Laporan tersebut dilayangkan oleh sebuah perusahaan agensi di Indonesia kepada Polda Metro Jaya, Senin (14/9/2026) lalu. Kabid Humas Polda Metro Jaya Kombes Budi Hermanto membenarkan adanya laporan itu.
“Benar dilaporkan Senin kemarin terkait dugaan perbuatan curang,” kata dia, Selasa (15/9/2026), dikutip CNN Indonesia.
Aisar dilaporkan terkait dugaan tindak pidana penipuan atau perbuatan curang sebagaimana diatur dalam Pasal 492 KUHP dan atau Pasal 486 KUHP dan atau Pasal 607 KUHP.
Kasus dugaan penipuan ini berawal dari perjanjian investasi antara perusahaan agensi dan Aisar pada Februari 2026. Dalam perjanjian itu, ada kewajiban yang belum diselesaikan Aisar yang nilainya mencapai Rp5,7 miliar.

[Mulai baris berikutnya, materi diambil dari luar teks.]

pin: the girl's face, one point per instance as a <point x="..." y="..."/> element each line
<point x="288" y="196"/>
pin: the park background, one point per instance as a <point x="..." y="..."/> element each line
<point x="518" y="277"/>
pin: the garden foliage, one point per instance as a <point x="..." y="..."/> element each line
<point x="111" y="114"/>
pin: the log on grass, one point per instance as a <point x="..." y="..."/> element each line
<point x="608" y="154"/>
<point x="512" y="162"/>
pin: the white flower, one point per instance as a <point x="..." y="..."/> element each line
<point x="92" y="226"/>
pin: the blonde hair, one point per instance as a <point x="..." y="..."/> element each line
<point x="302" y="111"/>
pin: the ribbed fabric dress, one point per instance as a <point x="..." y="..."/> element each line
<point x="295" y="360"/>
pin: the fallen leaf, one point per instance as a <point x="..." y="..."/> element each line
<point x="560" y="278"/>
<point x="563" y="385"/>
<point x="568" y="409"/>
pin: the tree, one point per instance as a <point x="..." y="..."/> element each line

“Aisar dan klien kami itu sudah menandatangani perjanjian investasi. Di perjanjian tersebut, sisa yang belum dibayarkan oleh Aisar sekitar Rp5,7 miliar,” terang Kuasa hukum pelapor lainnya, Michael Sugijanto.
Aisar sempat berjanji akan melakukan pekerjaan dengan menghadiri sejumlah event sebagai bagian dari penyelesaian kewajibannya. Namun, menurut pihak perusahaan kewajiban tersebut tidak dilakukan dengan baik.

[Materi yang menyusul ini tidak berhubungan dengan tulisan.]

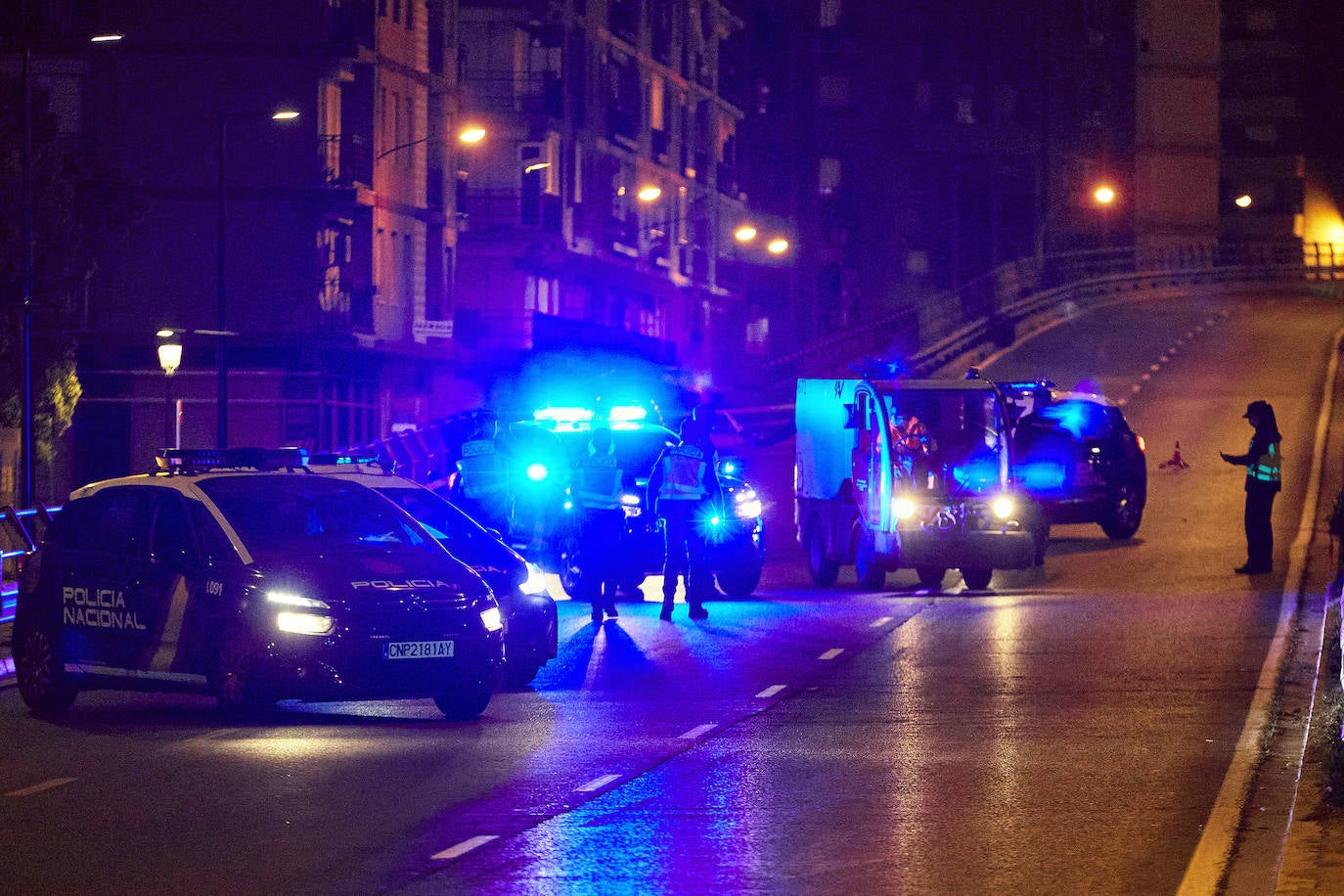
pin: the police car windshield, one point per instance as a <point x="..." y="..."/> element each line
<point x="302" y="515"/>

Aisar berjanji kepada klien kami untuk membayar ataupun melakukan pekerjaannya secara live, melalui datang ke event,” tutur dia.
“Terakhir Juli. Juli itu sempat datang di event kami, tapi sebelumnya itu sudah alot. Datang lagi Juli, setelahnya tidak ada lagi kontak. Itu pun datang karena diiming-imingin potongan. Potongan nominal utang yang dibayar,” lanjut dia.
Michael mengatakan sempat menghubungi Aisar untuk menyelesaikan persoalan secara baik-baik. Namun, yang bersangkutan tidak memberikan respon, sehingga permasalahan ini diteruskan ke jalur hukum untuk memperoleh kepastian.
“Tapi sampai saat ini, kami sudah somasi, sudah melakukan, apa ya, menghubungi, menghubungi secara baik-baik dengan iktikad baik, mengajak berdiskusi, namun tidak ada tanggapan,” ucap dia.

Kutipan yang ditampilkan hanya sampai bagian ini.